On the soccer front, coach Desiree Ellis’s youthful national team did well to finish runners-up in the Women’s Afcon in Ghana at the weekend without having lost a match in normal time, thereby securing a berth in the final of the Women’s Football World Cup in France next year. This comes after years of struggle in the women’s game, and Ellis has commented passionately that much more support is needed going forward.

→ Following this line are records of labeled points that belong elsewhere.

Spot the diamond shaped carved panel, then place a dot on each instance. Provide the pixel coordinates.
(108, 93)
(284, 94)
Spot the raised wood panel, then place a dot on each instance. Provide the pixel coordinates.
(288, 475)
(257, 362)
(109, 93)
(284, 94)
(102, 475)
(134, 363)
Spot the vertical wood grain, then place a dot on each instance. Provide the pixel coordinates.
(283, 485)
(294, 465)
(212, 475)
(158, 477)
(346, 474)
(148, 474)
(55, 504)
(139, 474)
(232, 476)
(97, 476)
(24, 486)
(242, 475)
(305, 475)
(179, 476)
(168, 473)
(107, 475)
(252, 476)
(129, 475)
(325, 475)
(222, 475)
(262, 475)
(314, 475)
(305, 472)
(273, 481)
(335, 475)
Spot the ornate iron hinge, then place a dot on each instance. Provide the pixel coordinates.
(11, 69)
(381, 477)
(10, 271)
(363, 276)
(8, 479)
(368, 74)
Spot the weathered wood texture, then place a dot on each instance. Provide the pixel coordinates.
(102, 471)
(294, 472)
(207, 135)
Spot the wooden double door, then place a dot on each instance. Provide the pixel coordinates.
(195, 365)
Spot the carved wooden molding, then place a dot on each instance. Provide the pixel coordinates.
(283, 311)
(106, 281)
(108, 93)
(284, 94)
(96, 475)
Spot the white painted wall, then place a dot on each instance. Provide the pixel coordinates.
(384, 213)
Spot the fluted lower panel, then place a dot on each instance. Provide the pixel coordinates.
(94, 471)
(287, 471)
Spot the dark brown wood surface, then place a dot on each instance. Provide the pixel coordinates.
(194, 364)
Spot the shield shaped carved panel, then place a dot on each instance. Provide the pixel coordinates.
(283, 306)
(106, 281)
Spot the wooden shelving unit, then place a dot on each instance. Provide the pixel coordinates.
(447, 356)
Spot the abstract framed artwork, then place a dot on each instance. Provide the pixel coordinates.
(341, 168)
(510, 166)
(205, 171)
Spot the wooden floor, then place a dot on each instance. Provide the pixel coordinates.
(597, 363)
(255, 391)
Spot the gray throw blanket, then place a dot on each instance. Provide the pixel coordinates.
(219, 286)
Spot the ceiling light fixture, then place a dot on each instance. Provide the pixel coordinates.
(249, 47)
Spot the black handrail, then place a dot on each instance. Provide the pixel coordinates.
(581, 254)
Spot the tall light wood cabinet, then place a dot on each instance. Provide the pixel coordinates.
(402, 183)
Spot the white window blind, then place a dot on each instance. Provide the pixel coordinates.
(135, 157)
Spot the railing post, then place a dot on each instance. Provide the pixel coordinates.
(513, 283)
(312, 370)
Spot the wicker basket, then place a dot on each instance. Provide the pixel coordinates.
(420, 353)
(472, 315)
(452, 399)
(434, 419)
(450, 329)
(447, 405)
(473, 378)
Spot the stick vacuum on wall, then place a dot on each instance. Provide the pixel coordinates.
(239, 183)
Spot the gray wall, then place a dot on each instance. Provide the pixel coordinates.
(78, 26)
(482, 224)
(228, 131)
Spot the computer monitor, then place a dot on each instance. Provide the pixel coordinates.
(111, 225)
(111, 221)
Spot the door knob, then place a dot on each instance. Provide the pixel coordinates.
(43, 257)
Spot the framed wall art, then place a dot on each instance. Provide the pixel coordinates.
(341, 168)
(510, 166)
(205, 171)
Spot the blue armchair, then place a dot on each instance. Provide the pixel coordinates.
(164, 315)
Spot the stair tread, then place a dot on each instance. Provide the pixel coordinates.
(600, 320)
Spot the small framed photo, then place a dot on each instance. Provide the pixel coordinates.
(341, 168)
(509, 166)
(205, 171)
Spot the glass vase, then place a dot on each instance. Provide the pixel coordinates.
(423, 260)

In celebrating this good development , fans seemingly have to forget that Ellis’s team, including the goalkeeper, should have done better in the penalty shoot-out against Nigeria on Saturday. Further big Afcon news came our way in the ensuing hours when SA Football Association president Danny Jordaan said the Confederation of African Football has asked SA to bid for the 2019 tournament as a replacement for stripped hosts Cameroon.It may produce a sense of pride to think that South Africa is the only place on the continent that is really able to take over the 24-team tournament at such short notice, thanks largely to the 2010 World Cup stadia. But too many of those venues are now “white elephants” and South African citizens should not feel any guilt in asking the government to think very carefully about possibly bankrolling the tournament when there are so many pressing needs in the land. Cricket-wise, the MSL was finally launched in mid-November as a big boost for the sport in SA, but it seems to have big quality and popularity issues, with a limited number of foreign stars being able to play the whole tournament, and limited bums on seats, or grass, are plain to see. Critically, many players seem to be earning money for doing very little in this launch phase of the competition. Too many of them have produced below-par figures, too many of them are not available for all matches, and too many of them can, frankly, escape any form of punishment because it is, well, the inaugural version of the event. Clearly, CSA will have to do some serious introspection at the end of this event. For sure, South Africa, as a middle-income country, appears to have much more sport on the go than some other countries, but things would be even better if we had wiser and less-selfish administrators in general, as well as a government that wasn’t affecting sports matters negatively through economic stagnation and bad policies. • Carl Peters is the sports editor of The Witness.